When she turned away from the window, Bell glanced furtively at the plaster at her temple and then to the floor. Daphne slid a book from the stack on her desk and pretended to be absorbed in it.
No use in asking herself how a proper governess would handle such a situation. A proper governess wouldn’t have overslept. “Thank you for waiting patiently,” she said. “Now, if you’ll—”
“Paris told us to.” Daphne explained, a petulant note in her voice.
“You—you’ve seen your brother this morning?” Was he not still asleep?
Bell nodded. “At breakfast.”
“He said he had an appointment.” Was it her imagination, or did Daphne sound unhappy?
“And that we were to let you sleep as long as you needed. On account of—of—” Bell’s gaze flicked once more to Rosamund’s brow.
Automatically she shot up a hand to hide the injury from prying eyes, flinching when she brushed against the tender spot. Paris’s touch had been infinitely gentler. She hardly knew what to make of such kindness.
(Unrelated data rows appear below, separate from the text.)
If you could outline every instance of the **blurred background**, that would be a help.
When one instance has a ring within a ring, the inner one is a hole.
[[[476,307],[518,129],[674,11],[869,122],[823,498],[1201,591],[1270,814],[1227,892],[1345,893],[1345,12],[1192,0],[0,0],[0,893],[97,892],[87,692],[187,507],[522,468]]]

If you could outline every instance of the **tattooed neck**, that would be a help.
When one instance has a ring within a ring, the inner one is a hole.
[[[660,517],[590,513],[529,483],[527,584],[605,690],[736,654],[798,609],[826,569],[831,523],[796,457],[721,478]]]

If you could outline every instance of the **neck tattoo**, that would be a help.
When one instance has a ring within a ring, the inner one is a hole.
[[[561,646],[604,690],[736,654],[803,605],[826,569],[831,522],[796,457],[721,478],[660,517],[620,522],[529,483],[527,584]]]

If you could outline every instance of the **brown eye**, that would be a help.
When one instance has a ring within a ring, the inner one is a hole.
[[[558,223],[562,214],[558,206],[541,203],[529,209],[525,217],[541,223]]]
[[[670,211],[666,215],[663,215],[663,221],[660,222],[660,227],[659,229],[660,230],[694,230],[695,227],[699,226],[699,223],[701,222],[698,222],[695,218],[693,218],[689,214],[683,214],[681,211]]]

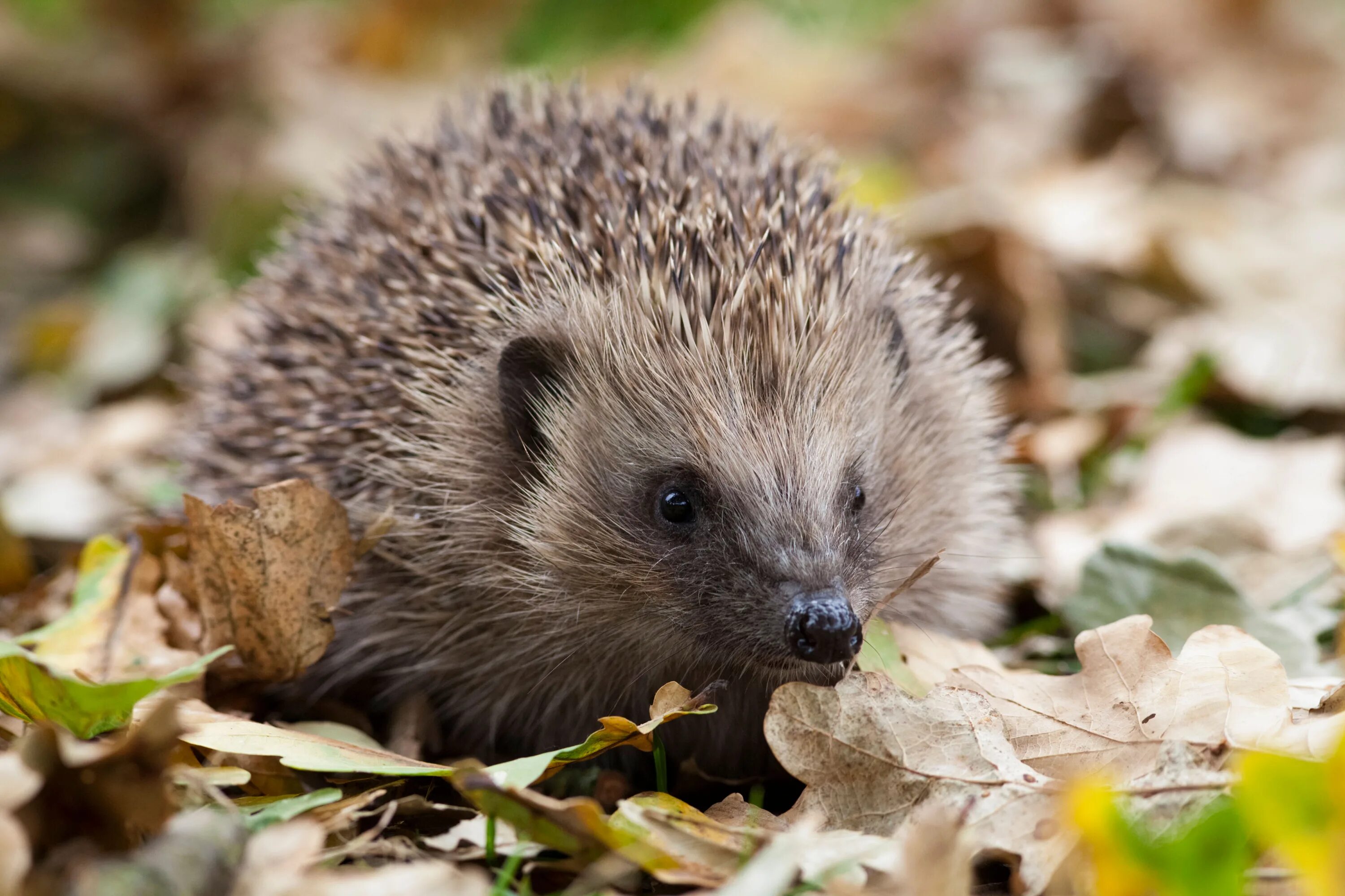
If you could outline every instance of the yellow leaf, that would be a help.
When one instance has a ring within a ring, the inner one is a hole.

It would be unwise to let herself need it. “I appreciate your solicitude, and his, but I’m perfectly fine.”
The words were very nearly true. The bleeding had stopped, though she hadn’t taken the time to remove the court-plaster. The bruise looked a good deal worse than it felt. Even her headache was mostly gone, and what lingered could not entirely be attributed to a wayward cricket ball.
Clearing her throat, she worked up the courage to ask the question she’d been unable to give voice to last night. “He was not unduly harsh when he reprimanded you?”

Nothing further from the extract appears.